Barcelona en Comú y su líder consiguieron relevancia pública como activistas. Se convirtieron en los grandes fiscalizadores de lo que ellos denominaban “caspa” y “élites” y se hicieron un nombre con las críticas implacables a cualquier iniciativa que no consideraran excelente. Cuando llegaron al poder se toparon con la realidad de la gestión de lo público, que deja en agua de borrajas declaraciones como que una alcaldesa debe usar el metro para pasar el corte de la dignidad política o asegurar que no cobraría más de 2.200 euros al mes después de impuestos en un debate demagógico sobre los salarios de la persona que más responsabilidades tiene en una ciudad de más de 1,6 millones de habitantes. Después se subió el sueldo en una aceptación implícita de que es una retribución muy baja por el nivel de compromiso y trabajo que requiere ejercer de primera edil de Barcelona, aunque lo intentó ocultar.
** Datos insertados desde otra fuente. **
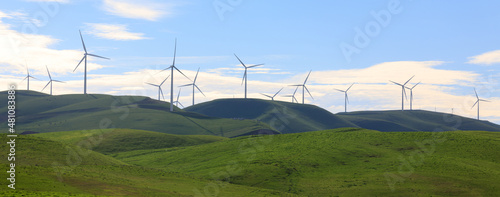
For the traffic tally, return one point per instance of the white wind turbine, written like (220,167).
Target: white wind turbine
(304,88)
(403,92)
(272,97)
(194,85)
(28,76)
(477,102)
(346,98)
(411,95)
(160,91)
(85,69)
(177,103)
(172,67)
(50,81)
(245,74)
(293,95)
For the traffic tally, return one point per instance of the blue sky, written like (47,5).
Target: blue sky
(450,47)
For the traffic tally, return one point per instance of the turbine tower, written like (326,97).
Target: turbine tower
(28,76)
(160,91)
(477,102)
(346,98)
(194,85)
(272,97)
(177,103)
(50,81)
(293,95)
(245,74)
(411,95)
(172,78)
(85,58)
(304,88)
(403,92)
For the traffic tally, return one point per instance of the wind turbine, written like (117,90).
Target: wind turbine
(28,76)
(403,92)
(245,74)
(293,95)
(272,97)
(50,81)
(85,58)
(177,103)
(159,88)
(172,67)
(304,88)
(411,95)
(477,102)
(194,85)
(346,98)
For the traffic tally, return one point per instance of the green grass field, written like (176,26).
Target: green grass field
(44,113)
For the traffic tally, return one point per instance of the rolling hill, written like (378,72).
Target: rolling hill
(283,116)
(416,120)
(292,118)
(343,162)
(40,112)
(54,168)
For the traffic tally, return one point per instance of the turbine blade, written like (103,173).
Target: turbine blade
(240,60)
(46,85)
(181,73)
(79,62)
(278,92)
(409,80)
(199,89)
(83,43)
(255,65)
(307,77)
(349,87)
(164,80)
(196,76)
(309,92)
(98,56)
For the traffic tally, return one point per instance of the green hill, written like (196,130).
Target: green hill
(50,168)
(283,116)
(416,120)
(109,141)
(344,162)
(44,113)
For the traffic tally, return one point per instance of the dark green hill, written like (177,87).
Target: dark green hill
(283,116)
(416,120)
(54,168)
(344,162)
(44,113)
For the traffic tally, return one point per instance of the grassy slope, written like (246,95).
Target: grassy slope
(109,141)
(346,161)
(44,113)
(416,120)
(89,173)
(283,116)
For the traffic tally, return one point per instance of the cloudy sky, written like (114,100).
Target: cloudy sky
(451,48)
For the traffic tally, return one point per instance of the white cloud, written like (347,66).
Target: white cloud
(113,32)
(136,9)
(487,58)
(17,49)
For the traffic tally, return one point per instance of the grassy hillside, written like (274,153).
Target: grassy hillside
(109,141)
(344,162)
(416,120)
(44,113)
(50,168)
(282,116)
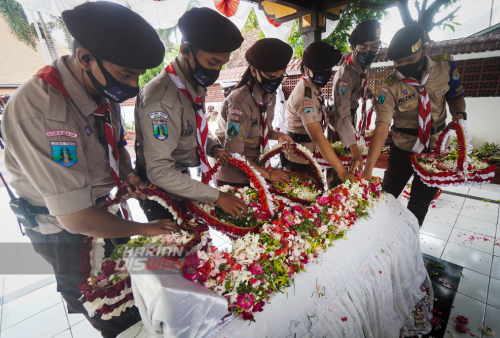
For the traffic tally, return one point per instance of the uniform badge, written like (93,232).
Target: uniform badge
(160,130)
(64,153)
(308,92)
(233,129)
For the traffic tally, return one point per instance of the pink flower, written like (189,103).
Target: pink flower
(245,301)
(258,307)
(436,322)
(323,200)
(288,218)
(191,273)
(256,268)
(247,315)
(108,267)
(298,208)
(462,320)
El paso de los años no ha apaciguado su populismo, pero sí que le ha limitado su tolerancia frente a quienes fiscalizan su actividad política y son críticos con las iniciativas que toma. El ataque contra los medios de comunicación que no le bailan el agua resulta directamente pueril. Tildar de neofascista a todo aquél que le critica y asegurar que todas las noticias en contra de sus políticas son, directamente, fake news es una estrategia errónea que solo tragan sus fieles más acérrimos.
Al final, quien sale perdiendo es la institución que debería representar. Igual que le ocurre a otros dirigentes políticos, Colau no ha entendido que es la alcaldesa de todos los barceloneses. Los que le aplauden con las orejas y los que se muestran críticos con su gestión. Además, no debería olvidar que esta es la esencia fundamental de la prensa, ser críticos con el poder y cuestionarlo todo. Cualquier otra actitud es mera propaganda.